La storia dei Pooh era finita, ma avevi ancora progetti con lui.
«Uno di questi è già lì, pronto. Oggi assume valore doppio, doloroso e prezioso allo stesso tempo; Stefano, infatti, è venuto in studio e ha cantato su una base parte di “Se c’è un posto nel tuo cuore”, canzone scritta insieme a me e che lui cantava da solo con i Pooh: la condividerò con lui ad ogni concerto, quando la eseguirò con il mio gruppo; e allora, se mai questo covid finirà di farci soffrire, non solo portandoci via la gente che amiamo, e farà tornare finalmente a fare il nostro mestiere, uscirò con questo “live”: oltre a Mario Biondi, Enrico Ruggeri, Marco Masini, persone meravigliose, ci sarà anche la voce di Stefano, il momento più prezioso dello spettacolo nel quale canteremo insieme a grande distanza, purtroppo…».
Nessuna seconda “reunion”, ma c’è anche una sola possibilità di celebrare insieme i Pooh e la memoria di Stefano?

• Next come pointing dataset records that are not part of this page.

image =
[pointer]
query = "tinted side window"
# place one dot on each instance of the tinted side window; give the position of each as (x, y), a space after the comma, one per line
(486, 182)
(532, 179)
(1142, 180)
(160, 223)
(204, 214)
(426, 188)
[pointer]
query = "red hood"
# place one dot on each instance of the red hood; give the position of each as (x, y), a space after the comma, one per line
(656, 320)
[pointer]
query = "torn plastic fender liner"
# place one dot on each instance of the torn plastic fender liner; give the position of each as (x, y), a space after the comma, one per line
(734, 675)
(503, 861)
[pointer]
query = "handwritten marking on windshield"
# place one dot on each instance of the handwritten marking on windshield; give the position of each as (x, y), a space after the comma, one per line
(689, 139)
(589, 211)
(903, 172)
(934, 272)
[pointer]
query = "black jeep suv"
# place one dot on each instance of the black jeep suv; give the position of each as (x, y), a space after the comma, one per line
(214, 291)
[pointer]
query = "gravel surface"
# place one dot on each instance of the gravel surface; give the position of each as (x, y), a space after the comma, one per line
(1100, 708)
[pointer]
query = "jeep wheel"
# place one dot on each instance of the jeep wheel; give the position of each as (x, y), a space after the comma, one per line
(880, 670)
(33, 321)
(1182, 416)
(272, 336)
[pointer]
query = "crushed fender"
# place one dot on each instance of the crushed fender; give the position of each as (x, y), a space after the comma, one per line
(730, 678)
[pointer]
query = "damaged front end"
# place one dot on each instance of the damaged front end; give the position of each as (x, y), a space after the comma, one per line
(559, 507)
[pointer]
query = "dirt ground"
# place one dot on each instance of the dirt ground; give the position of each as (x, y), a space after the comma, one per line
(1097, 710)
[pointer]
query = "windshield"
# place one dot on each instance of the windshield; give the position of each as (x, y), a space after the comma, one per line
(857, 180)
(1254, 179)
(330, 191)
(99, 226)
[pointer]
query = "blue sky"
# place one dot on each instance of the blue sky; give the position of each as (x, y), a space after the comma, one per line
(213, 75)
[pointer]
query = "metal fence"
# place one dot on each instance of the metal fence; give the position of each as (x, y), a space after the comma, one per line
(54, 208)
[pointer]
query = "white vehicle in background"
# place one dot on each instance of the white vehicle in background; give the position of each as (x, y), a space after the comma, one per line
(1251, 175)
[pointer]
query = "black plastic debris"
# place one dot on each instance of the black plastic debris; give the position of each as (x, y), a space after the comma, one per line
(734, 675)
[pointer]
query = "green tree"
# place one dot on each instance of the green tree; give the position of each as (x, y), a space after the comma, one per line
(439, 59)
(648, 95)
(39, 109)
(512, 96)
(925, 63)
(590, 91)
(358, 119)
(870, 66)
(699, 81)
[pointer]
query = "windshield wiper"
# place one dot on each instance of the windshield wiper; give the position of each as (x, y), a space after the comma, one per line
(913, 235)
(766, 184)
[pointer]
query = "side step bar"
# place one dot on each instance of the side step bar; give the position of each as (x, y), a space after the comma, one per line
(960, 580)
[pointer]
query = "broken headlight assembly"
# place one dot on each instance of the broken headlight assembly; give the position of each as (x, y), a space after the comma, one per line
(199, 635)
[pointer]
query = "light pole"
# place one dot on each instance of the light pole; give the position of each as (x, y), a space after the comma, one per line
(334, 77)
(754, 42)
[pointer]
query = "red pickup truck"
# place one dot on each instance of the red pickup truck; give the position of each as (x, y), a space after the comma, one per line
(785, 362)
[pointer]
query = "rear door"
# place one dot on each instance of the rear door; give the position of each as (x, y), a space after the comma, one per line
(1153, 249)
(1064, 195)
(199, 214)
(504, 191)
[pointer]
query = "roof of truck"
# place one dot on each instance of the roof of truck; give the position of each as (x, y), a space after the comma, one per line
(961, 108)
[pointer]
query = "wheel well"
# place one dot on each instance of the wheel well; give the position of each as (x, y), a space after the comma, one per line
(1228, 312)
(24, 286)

«Assolutamente no, del resto Stefano è stato il primo, con grande onestà, a scendere dal palco: aveva capito che tutto quello che avevamo da dire e da dare lo avevamo già detto e fatto; è venuto con grande fatica alla “reunion” del 2016 e non perché non volesse partecipare, ma perché non era al massimo della sua forma e aveva ormai fatto le sue scelte: è stato sempre un uomo per bene e molto onesto, uno di quelli che non si raccontava bugie davanti allo specchio, esercizio al quale purtroppo molti fanno ricorso; lui aveva detto basta e non credo che a qualcuno possa venire in mente di lanciare questa idea: onorare un amico non è onorarlo con una cosa che lui non avrebbe mai fatto».
Un’idea per ricordarlo.
«Vorrei onoralo aprendo una scuola, come lo stesso Stefano ha cercato di fare: lui amava aiutare, trasferire la sua esperienza ad altri; vorrei onorarlo cantando qualcosa di suo che non ho mai musicato, ma certamente non con una cosa, un tributo per dirla tutta, che lui non avrebbe mai fatto, lo troverei assurdo…».Un light-designer tarantino, Roberto D’Aniello, ha proiettato su un intero palazzo a Taranto, luci colorate con la scritta “Ciao Stefano!”. Vi emoziona sapere che il vostro pubblico non smette un solo istante di amarvi?
«L’Italia è meravigliosa proprio perché nella sua lunghezza, in ogni suo angolo, ha amato la musica dei Pooh e, dunque, noi quattro; era impossibile non voler bene a Stefano: vederlo scappare alla fine dei concerti era una sua abitudine, riteneva di avere concluso sul palco il suo avere e il suo dare; era tutt’altro che snob, non era una persona bisognosa di ulteriori affetti oltre a quelli che aveva ricevuto fino a qualche istante prima: era, piuttosto, un modo delicato di interpretare la vita».
Aveva uno spiccato senso dell’ironia, D’Orazio.
«Mai sentito parlare male di qualcuno; scherzarci sopra sì, ironizzarci anche, ma mai parlare male; non era sua abitudine, del resto una persona intelligente non avrebbe mai preso come offesa una battuta di Stefano per quanto pungente potesse essere: del resto era il primo ad ironizzare su se stesso: un giorno è arrivato alle prove, un po’ ingrassato, esclamò “Aspetto un figlio!”. Questo era Stefano, l’“amico per sempre” che tutti vorremmo avere e che io, per mia fortuna, ho avuto accanto per cinquant’anni».